This is more of an extended comment than an answer, but I figure that since the OP is interested in the computational aspect ("...I wrote a little script to calculate it..."), this might be of some interest. The following is adapted from Ole Østerby's unpublished manuscript.
As already noted, the OP's limit is equivalent to saying that
$\lim_{h\to 0}\frac{\sin\,\pi h}{h}=\pi$
where we identify $h$ with $2^{-n}$. That is, to borrow notation from David's answer (and taking $r=1$):
$b_n=2^n \sin\left(\frac{\pi}{2^n}\right)$
If we expand $\dfrac{\sin\,\pi h}{h}$ as a series, like so:
$\frac{\sin\,\pi h}{h}=\pi-\frac{\pi^3 h^2}{6}+\frac{\pi^5 h^4}{120}+\cdots$
we see that only even powers of $h$ occur in the expansion (as expected, since the function in question is even).
If we halve $h$ (equivalently, increase $n$), we have a slightly more accurate approximation of $\pi$. The upshot is that one can take an appropriate linear combination of $\dfrac{\sin\,\pi h}{h}$ and $\dfrac{\sin(\pi h/2)}{h/2}$ to yield an even better approximation to $\pi$:
$\frac13\left(\frac{4\sin(\pi h/2)}{h/2}-\frac{\sin\,\pi h}{h}\right)=\pi -\frac{\pi^5 h^4}{480}+\frac{\pi^7 h^6}{16128}+\cdots$
This game can be repeatedly played, by taking successive linear combinations of values corresponding to $h/2$, $h/4$, $h/8$... The method is known as Richardson extrapolation.
(I'll note that I have already brought up Richardson extrapolation in a number of my previous answers, like this one or this one.)
More explicitly, taking $T_n^{(0)}=b_n$, and performing the recursion
$T_j^{(n)}=T_{j}^{(n-1)}+\frac{T_{j}^{(n-1)}-T_{j-1}^{(n-1)}}{2^n-1}$
the "diagonal" sequence $T_n^{(n)}$ is a sequence that converges faster to $\pi$ than the sequence $b_n$. Christiaan Huygens used this approach (way before even Richardson considered his extrapolation method) to refine the Archimedean estimates from circumscribing and inscribing polygons.
Sundry Mathematica code:
Table[2^(n - 1)*Sqrt[2 - Nest[Sqrt[2 + #1] & , 0, n - 2]] == FunctionExpand[2^n*Sin[Pi/2^n]], {n, 2, 15}] {True, True, True, True, True, True, True, True, True, True, True, True, True, True}
This verifies the equivalence of the iterated square root and sine expression.
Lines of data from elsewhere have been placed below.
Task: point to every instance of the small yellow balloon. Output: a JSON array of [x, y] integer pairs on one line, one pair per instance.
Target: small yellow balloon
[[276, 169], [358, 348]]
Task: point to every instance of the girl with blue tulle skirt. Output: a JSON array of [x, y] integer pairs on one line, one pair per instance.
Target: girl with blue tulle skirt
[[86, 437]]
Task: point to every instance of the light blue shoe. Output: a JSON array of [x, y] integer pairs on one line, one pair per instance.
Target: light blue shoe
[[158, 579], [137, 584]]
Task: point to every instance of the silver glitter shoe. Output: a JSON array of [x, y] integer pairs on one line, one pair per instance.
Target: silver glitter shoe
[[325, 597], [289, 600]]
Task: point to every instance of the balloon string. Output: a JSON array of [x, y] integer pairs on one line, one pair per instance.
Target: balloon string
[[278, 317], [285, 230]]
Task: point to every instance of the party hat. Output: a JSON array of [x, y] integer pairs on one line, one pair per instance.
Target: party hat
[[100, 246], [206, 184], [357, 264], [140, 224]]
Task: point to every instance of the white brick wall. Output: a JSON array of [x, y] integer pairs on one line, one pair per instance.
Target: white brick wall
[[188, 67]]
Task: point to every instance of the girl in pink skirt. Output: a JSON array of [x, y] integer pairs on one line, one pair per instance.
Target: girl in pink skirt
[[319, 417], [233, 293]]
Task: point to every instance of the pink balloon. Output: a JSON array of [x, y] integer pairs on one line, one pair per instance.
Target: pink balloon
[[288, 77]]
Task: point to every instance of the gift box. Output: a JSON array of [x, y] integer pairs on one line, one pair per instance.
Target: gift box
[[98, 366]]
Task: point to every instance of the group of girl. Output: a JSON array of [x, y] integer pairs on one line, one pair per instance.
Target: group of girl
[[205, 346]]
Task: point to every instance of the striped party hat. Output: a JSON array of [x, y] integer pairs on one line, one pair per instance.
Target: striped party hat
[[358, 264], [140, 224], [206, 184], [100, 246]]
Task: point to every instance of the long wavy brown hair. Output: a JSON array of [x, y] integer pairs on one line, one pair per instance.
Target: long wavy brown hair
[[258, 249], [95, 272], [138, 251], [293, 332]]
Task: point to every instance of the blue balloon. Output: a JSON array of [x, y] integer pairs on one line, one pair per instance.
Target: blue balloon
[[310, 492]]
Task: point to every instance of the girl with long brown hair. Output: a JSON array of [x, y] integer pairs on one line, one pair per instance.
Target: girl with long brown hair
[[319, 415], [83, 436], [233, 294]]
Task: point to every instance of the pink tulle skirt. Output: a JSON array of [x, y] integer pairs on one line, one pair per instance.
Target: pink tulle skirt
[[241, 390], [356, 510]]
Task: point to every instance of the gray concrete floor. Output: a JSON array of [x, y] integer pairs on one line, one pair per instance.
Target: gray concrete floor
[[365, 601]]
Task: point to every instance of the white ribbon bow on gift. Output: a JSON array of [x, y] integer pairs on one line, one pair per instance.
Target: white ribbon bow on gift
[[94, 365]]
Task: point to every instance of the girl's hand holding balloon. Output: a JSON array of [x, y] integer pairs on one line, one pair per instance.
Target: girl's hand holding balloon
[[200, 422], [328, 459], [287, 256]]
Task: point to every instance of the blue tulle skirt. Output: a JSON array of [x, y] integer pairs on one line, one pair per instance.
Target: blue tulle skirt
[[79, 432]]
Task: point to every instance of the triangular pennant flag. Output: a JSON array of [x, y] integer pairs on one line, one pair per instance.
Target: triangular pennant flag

Here is an implementation of the application of Richardson extrapolation to the computation of $\pi$:
huygensPi[n_Integer, prec_: MachinePrecision] := Module[{f = 1, m, res, s, ta}, res = {ta[1] = s = N[2, prec]}; Do[ If[k > 1, s = s/(2 + Sqrt[4 - s])]; f *= 2; ta[k + 1] = f Sqrt[s]; m = 1; Do[m *= 2; ta[j] = ta[j + 1] + (ta[j + 1] - ta[j])/(m - 1);, {j, k, 1, -1}]; res = {res, ta[1]};, {k, n - 1}]; Flatten[res]]
Note that I used a stabilized version of the recursion for generating the $b_n$ (f Sqrt[s]
in the code) to minimize errors from subtractive cancellation.
Here's a sample run, where I generate 10 successive approximations to 25 significant digits:
huygensPi[10, 25] - Pi {2.000000000000000000000000, 3.656854249492380195206755, 3.173725640962868268333725, 3.13944246625722809089242, 3.14157581875151427853903, 3.14159291451874033422144, 3.14159265388327967181647, 3.14159265358866759077617, 3.14159265358979303435864, 3.14159265358979323865872}
where the $10$-th approximant is good to 19 digits. By comparison, $b_{10}=2^{10}\sin\left(\dfrac{\pi}{2^{10}}\right)= 3.1415877\dots$ is only good to five digits.